Politics Materials 23 May 2011 18:59
Georgian experts are skeptical about the possibility of a revolution in Georgia.
Experts: No support for revolution in Georgia

Georgia, Tbilisi, May 23 / Trend N.Kirtzkhalia /

Georgian experts are skeptical about the possibility of a revolution in Georgia.
Leader of the People's Assembly Nino Burjanadze announced the start of a new revolution.

Burjanadze expects a "critical mass" to turn out in the series of riots that started on May 21.

The Georgian party's leaders, who joined the People's Assembly, said the revolution will take place on May 25, when the party's leaders ex-Defense Minister Irakli Okruashvili and Russian businessman Cote Gogelia, who were granted political asylum in France, will arrive in
Tbilisi.

Georgian political analyst Mamuka Areshidze said the Georgian society lacks a protest charge, which is required of any revolution. He named the opposition's inability to unite as the main problem.

Areshidze believes the opposition in Georgia lacks a truly charismatic leader. "Once, the opposition has three such leaders as Zviad Gamsakhurdia, Gia Chanturia and Mikheil Saakashvili. Today, the opposition lacks such people and there is a simple answer to why
people do not go out: individuals always feel a leader who can lead them," Areshidze said.

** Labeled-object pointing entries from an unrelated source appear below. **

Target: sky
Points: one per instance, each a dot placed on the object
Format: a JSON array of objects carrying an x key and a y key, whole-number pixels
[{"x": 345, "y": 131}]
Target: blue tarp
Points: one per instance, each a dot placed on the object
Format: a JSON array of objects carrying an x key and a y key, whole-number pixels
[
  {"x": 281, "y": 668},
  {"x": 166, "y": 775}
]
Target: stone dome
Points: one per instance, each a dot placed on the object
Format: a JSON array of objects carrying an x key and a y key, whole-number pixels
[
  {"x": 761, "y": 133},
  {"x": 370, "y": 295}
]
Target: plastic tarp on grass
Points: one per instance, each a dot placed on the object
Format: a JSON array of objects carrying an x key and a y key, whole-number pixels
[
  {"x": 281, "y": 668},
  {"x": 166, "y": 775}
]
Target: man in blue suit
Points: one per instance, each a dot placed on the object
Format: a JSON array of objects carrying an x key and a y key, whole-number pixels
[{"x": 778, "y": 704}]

Resonance newspaper Chief Editor Lasha Tugushi believes the opposition leaders calling on people to go out have no program, except the slogan of change of the power.

"Almost no one takes part in the rallies, because the opposition leaders calling on people to go to the street lack program, but only the declared slogan of the seizure of power. In addition, violent
methods of struggle for the power are unacceptable for most Georgian people," Tugushi told the Maestro TV channel.

The population has a low confidence in the opposition leaders, since "too many errors have been admitted.

Expert Nick Chitadze told Trend that the principal objective of the People's Assembly is to bring confusion to Georgia. "The People's Assembly aims to damage Georgia's image and represent our country in a precarious state. That's why they go to the provocation, so that the foreign media got footage, in which the authorities disperse an opposition rally. The Russian media also assist by spreading materials that suits them. But, given that people do not support the People's
Assembly, I think that its rallies will cause only a backlash among the population," he said.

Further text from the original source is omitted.